In other words, not only is Microsoft moving in an Apple-like direction with secretive lead-ups to its product unveils, but the company is also borrowing from Apple by starting to make its own hardware. Although this isn’t guaranteed to undermine key partnerships upon which Microsoft has relied too see the current ubiquity of its software achieved, it does open the door to that kind of fallout.

However, Miller reminds us, the tablet market has remained relatively untapped by Microsoft and its partners. “It may be that Microsoft just wants to enter the parts of the market where its partners weren’t going to compete and will leave the standard notebook and Ultrabook market to its partners,” he suggests. Even so, a lot is riding on the Windows 8 brand with the release of the Surface. If the tablet fails, the ripple effect is sure to be felt across all platforms that support the Microsoft OS, putting the company is quite a predicament with its partners. Then again, the opposite is likely to happen if the Surface sees widespread user adoption.

As an early indicator of the Surface’s potential effect on Microsoft partnerships, The Wall Street Journal saw shares of Dell and HP drop by approximately 2 percent and half a percent respectively after the announcement.

Not Quite An iPad Rival
Lastly, the Microsoft Surface—despite looking “quite good,” as PC Mag’s Michael Miller put it—doesn’t appear to have what it takes to compete directly with the Apple tablet. Although its tablet is impressive by most measures, Forbes writer Nigam Arora argues that the Microsoft tablet is “no iPad killer for several reasons.”

First, Microsoft and Apple are still on completely different brand wavelengths. While Apple, is making a “clean break” from the PC era, Arora believes that Microsoft is trying to combine the PC and mobile eras.

Second, the Surface is a tablet-laptop hybrid—something that Apple has explicitly disavowed in its development of the iPad. Naturally then, the two tablets are typically going to appeal to two very different groups.

Third, “Microsoft lacks Apple’s pizazz [sic],” says Arora. Speaking not only as an Apple fan but as one who has been involved in company branding, I am inclined to agree that Microsoft lack a certain degree of hipness. “iPad is fun. Surface is more utilitarian.”

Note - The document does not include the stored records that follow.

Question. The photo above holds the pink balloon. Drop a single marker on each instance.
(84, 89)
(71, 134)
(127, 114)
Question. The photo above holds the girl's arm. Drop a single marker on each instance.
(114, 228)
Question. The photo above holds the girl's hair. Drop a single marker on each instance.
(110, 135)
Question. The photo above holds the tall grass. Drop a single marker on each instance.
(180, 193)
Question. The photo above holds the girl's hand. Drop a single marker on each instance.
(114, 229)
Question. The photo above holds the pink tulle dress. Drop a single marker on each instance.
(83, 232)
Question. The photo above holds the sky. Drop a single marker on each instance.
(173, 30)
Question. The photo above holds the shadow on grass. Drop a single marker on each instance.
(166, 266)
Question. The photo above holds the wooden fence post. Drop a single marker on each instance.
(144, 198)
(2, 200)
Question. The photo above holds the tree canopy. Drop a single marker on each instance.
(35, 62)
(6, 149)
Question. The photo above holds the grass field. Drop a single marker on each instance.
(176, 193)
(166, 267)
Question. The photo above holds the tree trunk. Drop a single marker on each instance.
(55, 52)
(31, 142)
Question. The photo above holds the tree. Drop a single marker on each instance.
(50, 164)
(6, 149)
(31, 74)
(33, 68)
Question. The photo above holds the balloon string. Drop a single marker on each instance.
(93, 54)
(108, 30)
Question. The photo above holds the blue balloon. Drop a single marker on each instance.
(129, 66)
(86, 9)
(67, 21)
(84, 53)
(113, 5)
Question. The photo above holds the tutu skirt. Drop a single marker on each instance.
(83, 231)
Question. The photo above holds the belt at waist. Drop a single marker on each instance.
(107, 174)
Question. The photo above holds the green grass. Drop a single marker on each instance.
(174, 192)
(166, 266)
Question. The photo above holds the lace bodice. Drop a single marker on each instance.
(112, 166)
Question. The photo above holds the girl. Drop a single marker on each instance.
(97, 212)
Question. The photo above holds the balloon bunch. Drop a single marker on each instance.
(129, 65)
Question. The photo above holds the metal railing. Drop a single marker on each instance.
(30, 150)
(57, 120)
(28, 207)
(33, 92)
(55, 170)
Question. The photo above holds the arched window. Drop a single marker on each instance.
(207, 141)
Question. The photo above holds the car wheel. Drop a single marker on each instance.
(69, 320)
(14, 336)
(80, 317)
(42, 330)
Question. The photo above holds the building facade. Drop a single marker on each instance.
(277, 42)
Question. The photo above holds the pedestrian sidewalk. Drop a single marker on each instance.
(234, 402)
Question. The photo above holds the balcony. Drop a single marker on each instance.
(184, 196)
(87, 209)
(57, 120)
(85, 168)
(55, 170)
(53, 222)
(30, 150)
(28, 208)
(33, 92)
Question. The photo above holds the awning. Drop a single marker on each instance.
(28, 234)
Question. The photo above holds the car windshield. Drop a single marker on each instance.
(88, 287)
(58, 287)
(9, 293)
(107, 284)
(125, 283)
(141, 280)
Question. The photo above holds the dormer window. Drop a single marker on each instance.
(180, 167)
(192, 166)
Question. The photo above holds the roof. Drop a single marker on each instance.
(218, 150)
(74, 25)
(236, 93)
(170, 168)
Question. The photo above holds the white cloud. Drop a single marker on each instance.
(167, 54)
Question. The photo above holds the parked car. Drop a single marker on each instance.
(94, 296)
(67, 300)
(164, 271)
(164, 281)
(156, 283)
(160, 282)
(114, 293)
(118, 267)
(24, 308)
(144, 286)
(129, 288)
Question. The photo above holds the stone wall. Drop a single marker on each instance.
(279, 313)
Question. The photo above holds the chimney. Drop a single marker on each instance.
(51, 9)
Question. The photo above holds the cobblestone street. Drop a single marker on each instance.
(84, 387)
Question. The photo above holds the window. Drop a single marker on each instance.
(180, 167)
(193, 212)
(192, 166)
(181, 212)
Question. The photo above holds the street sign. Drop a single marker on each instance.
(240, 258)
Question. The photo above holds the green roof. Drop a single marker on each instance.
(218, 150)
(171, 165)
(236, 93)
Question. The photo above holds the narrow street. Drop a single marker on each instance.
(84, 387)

The final reason the Surface likely won’t be able to compete head-on with the iPad, Arora says, is its ecosystem. “In my judgment, it will take Microsoft one to two years to catch up with Apple’s present day ecosystem,” he says. By this point, of course, Apple will also be beyond its current position, and so goes the perpetual cat-and-mouse game that Arora believes the competitive relationship of Microsoft and Apple to be.

Which begs the question: If the two tablets from two generally successfully aren’t true competitors by such measures, who says they have to be?